というわけで、面白いゲームでした。一応物語は一区切りしたので、裏ボスに挑んだりするのは、また時間を置いてからやろうかと思います。というか、ラスボスクリア後のエンディングで、世界が平和になって、「武器屋を廃業しようか」という人がいたり、「これで街の外を歩いていても魔物に教われないね」と言っていたり、サンタローズの町がなぜか復興していたりしたのに、一旦電源を切って再び開始すると、裏ダンジョンに入れるようになっている、妖精の城の2階東に飾ってある絵が替わっていて新イベントが発生する、などの細かい違いを除けば、全てがラスボスクリア直前と同じ状況になっている(サンタローズも寂れたまま)のは、物語の進行と矛盾していて、非常に萎えます。まあ本当に世界が平和になってモンスターが出なくなってしまったら、クリア後にすることがなくなってしまう、というのはわかりますが、クリア後、思い出のレヌール城に行ったりしてまったりしてたら、ビアンカに「こんなとき(早く魔界に行ってマーサを助けなきゃいけないとき)にこの場所へ来るなんて……」と非難されたりするのはちょっと嫌です。

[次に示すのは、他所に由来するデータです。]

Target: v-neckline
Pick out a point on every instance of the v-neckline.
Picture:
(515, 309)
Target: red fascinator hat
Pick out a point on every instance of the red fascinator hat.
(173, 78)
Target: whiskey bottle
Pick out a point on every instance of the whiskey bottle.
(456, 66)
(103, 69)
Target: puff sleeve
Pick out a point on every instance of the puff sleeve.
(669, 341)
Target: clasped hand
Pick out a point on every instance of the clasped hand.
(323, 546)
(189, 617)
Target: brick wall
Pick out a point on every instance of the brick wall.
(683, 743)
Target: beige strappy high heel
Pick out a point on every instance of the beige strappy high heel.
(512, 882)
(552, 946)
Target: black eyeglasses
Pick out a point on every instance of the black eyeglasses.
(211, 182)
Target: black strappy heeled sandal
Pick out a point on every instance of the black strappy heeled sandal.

ダンジョンの難易度についてですが、やっぱり個人的にはレヌール城がいちばんきつかったです。
終盤のダンジョンも確かに手強いですが、装備もMPも充実してるので、全滅するかも…という恐怖は、ミルドラース戦以外ではあまり感じませんでした。やはり裸同然で挑んだレヌール城が一番全滅の恐怖はありました。
とは言え、確かにレッドイーターブルーイーターおよびそれを使役するエビルマスターが跋扈する、封印の洞窟は、青年時代後半では一番苦労しました。
また、青年時代前半の死の火山、グランバニア山の洞窟あたりも、パーティがまだ弱かったのでかなり厳しかったです。

*1:まあご都合主義すぎるという意見もあるかもしれませんが

*2:ビアンカと結婚しない場合はこれは当てはまりませんが

*3:突然タイムスリップが登場するのはやや唐突な感もありますが、まあ1回くらいはタイムスリップしても、スパイスということでいいのではないでしょうか

*4:PS2版DQ5会話データベースからの孫引きです。僕がプレイしたのはDS版なので少し変えられてるかもしれません

*5:息子「天空の血だけじゃ勇者は 生まれないんだよ。もうひとつ ……の血が 入らないと。」http://dq.ath.cx/id/12732/から。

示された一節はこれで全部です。